I happen to love working with diverse populations--I find people, in general, fascinating, and I enjoy learning about the cultures and backgrounds of my students and families. In fact, the diversity of my school is one of the things that really spoke to me when I was in the interview process. Hopefully, all counselors are now receiving some form of training in multicultural counseling--it was a strong component of my degree program. It is important to develop an awareness and empathy for cultures other than your own and/or the dominant culture in the society, and at the same time avoid assigning broad labels to groups--this is one of the possible pitfalls of multicultural counseling. Rather, the strength of counseling from a multicultural perspective is that you are able to take each client, couple, or family and view them within their own unique culture. That being said, please note that in the following paragraphs I am only speaking in general terms--every individual situation is different, and I do not propose any of them as more right or wrong than another.
In traditional American culture, for example, there is generally a strong belief in the rights of the individual to chart their own destiny, make their own decisions, and prioritize their own needs above the needs of the group or others. An ailing mother may need her child to stay at home in order to help take care of her when he graduates from high school, but she may encourage him to leave and go away to college, working to make other arrangements to support herself when he is gone. However, in some cultures, the needs of the family and the group are seen as being more important than those of the individual--it might be unheard of, in the same situation, for that child to go away to college leaving his mother to fend for herself.
Same situation, different cultural situations. What do you, as a school counselor, do?
If the student is from the more individualized culture, it might be important to work with him on setting up ways to stay in touch with his mother on a regular basis, and on helping to connect him to resources in the area that might be able to assist. You can work out an emergency plan with him in case his mother becomes truly debilitated. You can help him to think about who is in the area that could also assist and check in with his mother so that she has people watching out for her on a regular basis. Are there siblings? Family friends? Neighbors? Can he work out a car-pooling system for regular visits home on the weekends?
In the case of the student who may be part of a culture that places a strong value on the family and the group, you might want to work with him on finding a pathway to college that would allow him to remain in his house.

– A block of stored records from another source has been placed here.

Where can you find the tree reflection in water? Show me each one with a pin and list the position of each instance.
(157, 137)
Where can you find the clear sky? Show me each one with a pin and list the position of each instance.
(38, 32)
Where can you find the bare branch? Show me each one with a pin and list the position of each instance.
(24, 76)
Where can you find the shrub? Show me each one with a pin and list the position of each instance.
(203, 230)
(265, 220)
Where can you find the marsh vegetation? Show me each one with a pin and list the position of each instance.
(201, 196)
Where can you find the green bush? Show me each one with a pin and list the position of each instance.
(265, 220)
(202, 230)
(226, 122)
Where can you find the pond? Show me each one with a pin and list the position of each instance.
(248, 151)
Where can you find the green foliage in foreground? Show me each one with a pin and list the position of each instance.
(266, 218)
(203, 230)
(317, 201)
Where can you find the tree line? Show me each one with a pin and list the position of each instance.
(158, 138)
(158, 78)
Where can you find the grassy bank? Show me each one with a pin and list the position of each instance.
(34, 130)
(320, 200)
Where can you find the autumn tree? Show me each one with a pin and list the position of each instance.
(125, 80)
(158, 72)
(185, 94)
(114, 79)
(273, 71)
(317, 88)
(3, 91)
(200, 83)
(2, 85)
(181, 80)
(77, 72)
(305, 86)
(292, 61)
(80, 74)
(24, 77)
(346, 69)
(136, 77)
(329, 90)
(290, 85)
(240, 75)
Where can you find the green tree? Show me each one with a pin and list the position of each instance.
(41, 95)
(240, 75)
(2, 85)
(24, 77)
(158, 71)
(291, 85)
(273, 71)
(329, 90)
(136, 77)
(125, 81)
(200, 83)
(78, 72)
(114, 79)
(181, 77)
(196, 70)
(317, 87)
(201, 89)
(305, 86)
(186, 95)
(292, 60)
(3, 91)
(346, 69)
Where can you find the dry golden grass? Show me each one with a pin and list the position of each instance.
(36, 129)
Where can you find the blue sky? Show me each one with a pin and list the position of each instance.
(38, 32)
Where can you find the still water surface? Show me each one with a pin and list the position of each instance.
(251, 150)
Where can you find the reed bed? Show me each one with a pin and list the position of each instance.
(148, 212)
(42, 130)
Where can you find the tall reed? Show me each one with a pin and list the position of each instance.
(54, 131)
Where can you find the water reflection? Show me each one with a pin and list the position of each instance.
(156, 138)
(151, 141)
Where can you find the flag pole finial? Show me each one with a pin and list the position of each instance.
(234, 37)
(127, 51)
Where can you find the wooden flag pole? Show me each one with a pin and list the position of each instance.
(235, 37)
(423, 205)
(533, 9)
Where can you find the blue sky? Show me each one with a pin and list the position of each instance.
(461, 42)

Perhaps he needs to attend a university that is close to home? Maybe he needs to take a reduced class load in order to help out with his mother's care? Perhaps a two-year college is a good place for him to start with flexible class times so that he can share in the care of his mother with other family or siblings and still find time to begin his college education?

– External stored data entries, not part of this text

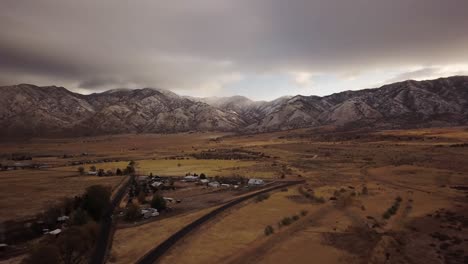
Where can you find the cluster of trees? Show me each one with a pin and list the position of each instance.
(230, 154)
(133, 212)
(75, 243)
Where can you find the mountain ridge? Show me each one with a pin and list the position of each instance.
(29, 110)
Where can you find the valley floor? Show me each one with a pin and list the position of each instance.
(341, 214)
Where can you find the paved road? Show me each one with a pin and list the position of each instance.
(157, 252)
(105, 232)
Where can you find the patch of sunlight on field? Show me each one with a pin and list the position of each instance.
(130, 244)
(181, 167)
(233, 232)
(27, 192)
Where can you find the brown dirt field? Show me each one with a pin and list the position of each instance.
(421, 166)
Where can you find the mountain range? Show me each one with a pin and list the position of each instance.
(27, 110)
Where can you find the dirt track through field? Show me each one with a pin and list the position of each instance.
(156, 253)
(254, 254)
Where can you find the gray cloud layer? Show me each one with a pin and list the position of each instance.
(195, 44)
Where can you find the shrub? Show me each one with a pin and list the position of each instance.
(158, 202)
(261, 197)
(269, 230)
(142, 198)
(365, 191)
(132, 213)
(79, 217)
(96, 200)
(393, 209)
(286, 221)
(43, 254)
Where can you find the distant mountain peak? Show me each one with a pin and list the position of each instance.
(29, 110)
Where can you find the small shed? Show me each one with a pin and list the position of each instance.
(255, 182)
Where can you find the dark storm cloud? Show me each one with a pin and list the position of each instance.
(206, 43)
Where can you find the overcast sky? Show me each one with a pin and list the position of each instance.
(261, 49)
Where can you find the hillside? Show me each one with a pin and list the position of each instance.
(28, 110)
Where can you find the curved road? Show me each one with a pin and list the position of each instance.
(105, 232)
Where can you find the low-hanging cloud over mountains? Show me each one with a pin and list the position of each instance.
(204, 46)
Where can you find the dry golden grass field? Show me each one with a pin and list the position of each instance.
(351, 180)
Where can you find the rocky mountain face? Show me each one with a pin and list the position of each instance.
(28, 110)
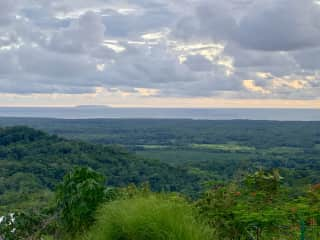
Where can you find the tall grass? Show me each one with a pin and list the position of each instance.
(148, 218)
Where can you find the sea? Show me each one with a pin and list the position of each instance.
(94, 112)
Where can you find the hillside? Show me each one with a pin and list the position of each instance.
(32, 162)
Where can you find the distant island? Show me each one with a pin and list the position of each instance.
(92, 106)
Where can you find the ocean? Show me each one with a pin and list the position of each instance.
(162, 113)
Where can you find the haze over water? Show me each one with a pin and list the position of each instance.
(162, 113)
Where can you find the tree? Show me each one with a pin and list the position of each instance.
(79, 195)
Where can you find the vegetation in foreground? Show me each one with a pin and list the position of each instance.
(148, 217)
(258, 207)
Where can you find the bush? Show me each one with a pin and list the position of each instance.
(144, 218)
(78, 197)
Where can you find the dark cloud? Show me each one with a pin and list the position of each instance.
(73, 46)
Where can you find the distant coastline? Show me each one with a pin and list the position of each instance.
(100, 111)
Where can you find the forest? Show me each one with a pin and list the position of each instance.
(65, 179)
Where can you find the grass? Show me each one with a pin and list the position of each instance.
(182, 156)
(146, 218)
(223, 147)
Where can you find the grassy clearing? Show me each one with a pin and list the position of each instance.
(223, 147)
(282, 151)
(145, 218)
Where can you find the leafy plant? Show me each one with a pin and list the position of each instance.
(78, 196)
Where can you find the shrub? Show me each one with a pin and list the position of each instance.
(78, 197)
(150, 217)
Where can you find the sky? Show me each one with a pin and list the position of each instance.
(160, 53)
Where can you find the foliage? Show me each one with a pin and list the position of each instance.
(154, 217)
(33, 162)
(78, 196)
(22, 225)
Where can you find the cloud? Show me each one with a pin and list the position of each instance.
(160, 48)
(281, 25)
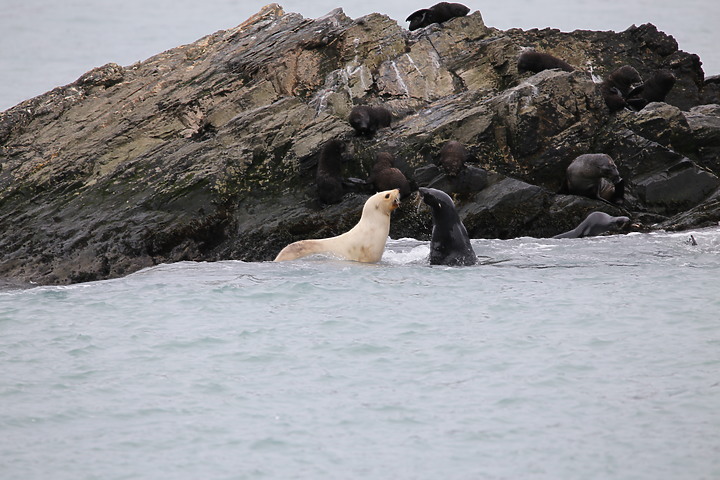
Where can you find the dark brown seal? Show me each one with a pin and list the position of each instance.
(367, 120)
(438, 13)
(616, 87)
(536, 62)
(385, 176)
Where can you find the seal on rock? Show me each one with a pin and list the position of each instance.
(365, 242)
(438, 13)
(595, 224)
(367, 120)
(654, 89)
(385, 176)
(616, 87)
(536, 62)
(450, 242)
(592, 175)
(328, 177)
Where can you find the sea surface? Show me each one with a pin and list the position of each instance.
(594, 358)
(48, 43)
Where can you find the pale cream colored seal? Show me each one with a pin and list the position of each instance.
(365, 242)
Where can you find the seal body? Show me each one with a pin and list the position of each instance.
(385, 176)
(367, 120)
(589, 174)
(328, 178)
(654, 89)
(438, 13)
(450, 243)
(536, 62)
(616, 87)
(595, 224)
(365, 242)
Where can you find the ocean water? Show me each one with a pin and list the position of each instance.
(46, 43)
(594, 358)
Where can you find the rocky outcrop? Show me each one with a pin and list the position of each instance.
(208, 151)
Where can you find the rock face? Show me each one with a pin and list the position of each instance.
(208, 151)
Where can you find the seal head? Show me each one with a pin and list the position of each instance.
(450, 243)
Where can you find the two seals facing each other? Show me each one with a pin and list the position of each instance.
(595, 224)
(365, 242)
(438, 13)
(450, 242)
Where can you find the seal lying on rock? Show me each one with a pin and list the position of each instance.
(365, 242)
(595, 224)
(385, 176)
(438, 13)
(367, 120)
(536, 62)
(328, 177)
(450, 243)
(616, 87)
(593, 175)
(654, 89)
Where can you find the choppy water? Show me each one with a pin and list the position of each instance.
(556, 359)
(46, 43)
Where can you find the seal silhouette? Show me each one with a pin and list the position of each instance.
(367, 120)
(438, 13)
(385, 176)
(536, 62)
(595, 224)
(593, 175)
(450, 243)
(365, 242)
(616, 87)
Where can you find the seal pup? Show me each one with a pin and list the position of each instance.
(595, 224)
(367, 120)
(365, 242)
(591, 175)
(654, 89)
(450, 242)
(385, 176)
(536, 62)
(616, 87)
(438, 13)
(328, 178)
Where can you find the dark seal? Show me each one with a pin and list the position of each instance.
(328, 178)
(367, 120)
(593, 175)
(618, 85)
(595, 224)
(654, 89)
(536, 62)
(385, 176)
(450, 243)
(438, 13)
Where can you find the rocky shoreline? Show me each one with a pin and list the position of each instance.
(208, 151)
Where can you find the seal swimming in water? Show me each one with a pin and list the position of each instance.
(365, 242)
(536, 62)
(385, 176)
(592, 175)
(595, 224)
(438, 13)
(450, 243)
(328, 177)
(367, 120)
(654, 89)
(616, 87)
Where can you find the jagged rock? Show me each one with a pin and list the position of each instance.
(208, 151)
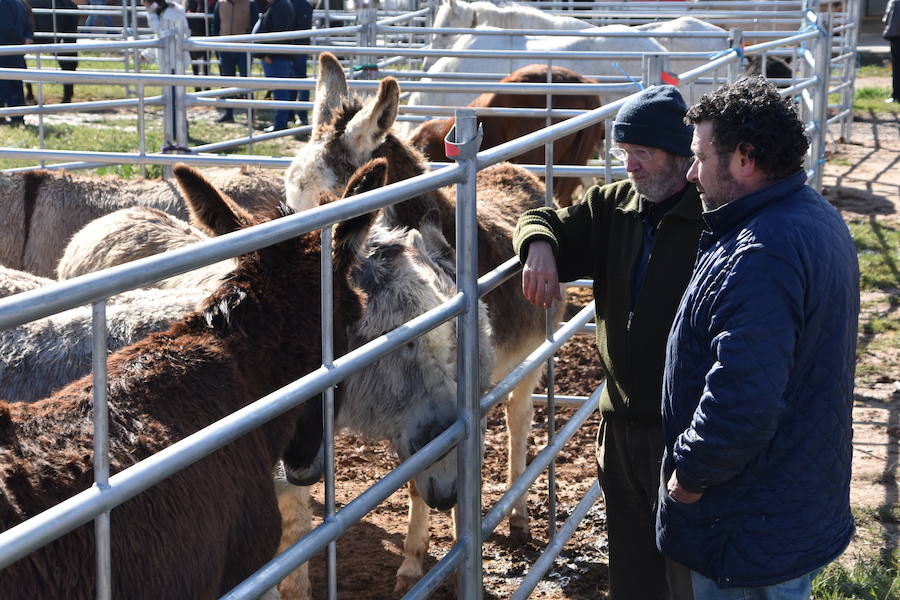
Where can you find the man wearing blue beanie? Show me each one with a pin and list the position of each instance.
(637, 239)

The place to start, though, is in confronting your own cultural biases. If you read the above example and felt more sympathy with one scenario over the other, does that color your judgement when working with your students? You probably are going to feel more comfortable with one path versus another--that is normal and to be expected. Our own values are a part of who we are. However, what is important is being aware of these predispositions so that you are able to prevent them from hindering your work with students and families who may have a different life-perspective.

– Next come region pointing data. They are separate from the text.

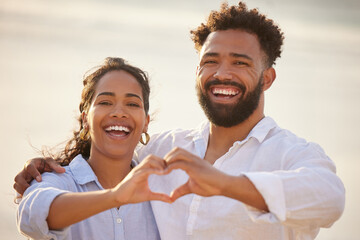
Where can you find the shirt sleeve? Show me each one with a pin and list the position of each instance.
(306, 193)
(34, 208)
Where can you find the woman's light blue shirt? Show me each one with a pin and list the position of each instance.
(132, 221)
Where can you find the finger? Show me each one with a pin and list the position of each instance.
(180, 191)
(20, 188)
(180, 164)
(52, 165)
(153, 161)
(180, 154)
(175, 151)
(160, 197)
(31, 172)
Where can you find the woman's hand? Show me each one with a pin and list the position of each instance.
(134, 187)
(33, 169)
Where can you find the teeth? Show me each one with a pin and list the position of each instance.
(117, 128)
(225, 91)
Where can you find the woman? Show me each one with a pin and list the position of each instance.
(102, 193)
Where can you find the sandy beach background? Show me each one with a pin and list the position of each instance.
(47, 46)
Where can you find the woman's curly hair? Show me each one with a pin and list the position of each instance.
(239, 17)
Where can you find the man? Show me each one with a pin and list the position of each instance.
(238, 176)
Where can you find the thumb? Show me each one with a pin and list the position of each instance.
(52, 165)
(180, 191)
(161, 197)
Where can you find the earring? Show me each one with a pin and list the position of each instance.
(147, 138)
(84, 134)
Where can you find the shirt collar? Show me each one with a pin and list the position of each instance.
(81, 170)
(259, 132)
(262, 129)
(83, 173)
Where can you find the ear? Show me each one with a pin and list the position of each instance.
(269, 76)
(84, 119)
(147, 121)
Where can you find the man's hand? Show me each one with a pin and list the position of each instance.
(204, 179)
(32, 170)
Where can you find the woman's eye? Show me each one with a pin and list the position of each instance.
(133, 105)
(104, 103)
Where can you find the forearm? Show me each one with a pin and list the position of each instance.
(242, 189)
(70, 208)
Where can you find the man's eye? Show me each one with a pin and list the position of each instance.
(241, 63)
(209, 61)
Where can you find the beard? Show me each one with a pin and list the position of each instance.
(225, 115)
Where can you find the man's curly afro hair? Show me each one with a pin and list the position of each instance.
(239, 17)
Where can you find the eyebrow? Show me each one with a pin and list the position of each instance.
(113, 95)
(237, 55)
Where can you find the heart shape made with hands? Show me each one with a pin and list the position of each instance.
(170, 183)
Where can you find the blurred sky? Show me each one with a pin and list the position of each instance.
(47, 46)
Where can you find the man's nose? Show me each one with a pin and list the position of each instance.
(223, 73)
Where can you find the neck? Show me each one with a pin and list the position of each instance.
(109, 171)
(221, 139)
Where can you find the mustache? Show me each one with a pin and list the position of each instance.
(228, 83)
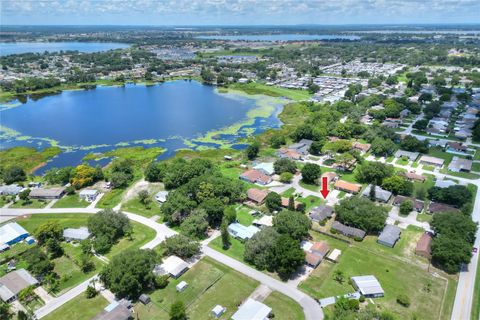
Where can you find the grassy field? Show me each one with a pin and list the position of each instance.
(394, 272)
(283, 307)
(476, 297)
(258, 88)
(79, 308)
(135, 206)
(71, 201)
(111, 199)
(141, 235)
(27, 158)
(31, 204)
(209, 284)
(66, 220)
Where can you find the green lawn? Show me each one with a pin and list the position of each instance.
(68, 270)
(141, 235)
(135, 206)
(71, 201)
(209, 283)
(30, 204)
(111, 199)
(79, 308)
(244, 217)
(476, 297)
(395, 275)
(283, 307)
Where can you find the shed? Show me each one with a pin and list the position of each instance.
(252, 310)
(218, 311)
(181, 286)
(145, 299)
(389, 236)
(368, 286)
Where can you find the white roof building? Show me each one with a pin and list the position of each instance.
(173, 265)
(252, 310)
(368, 286)
(81, 233)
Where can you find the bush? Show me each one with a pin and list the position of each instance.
(403, 300)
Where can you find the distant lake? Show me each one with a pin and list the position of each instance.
(7, 48)
(169, 115)
(282, 37)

There are many resources available to gain more skills in working from a multicultural perspective. The Association for Multicultural Counseling and Development has resources available on their website, and the list of multicultural competencies is available on the ACA website. If you are interested in reading further into working with diverse populations, I would recommend taking a look at two books. The first is edited by one of the gurus of multicultural counseling, Courtland Lee at the University of Maryland, entitled Multicultural Issues in Counseling. The second book is published by ASCA and is Multiculturalism and Diversity by Sharon Ravitch, Ph.D. Both of these publications are filled with resources, strong research, and case studies. Moreover, there may be classes, workshops, or in-services available through your school district, local universities, or professional organizations to help develop your multicultural counseling skills.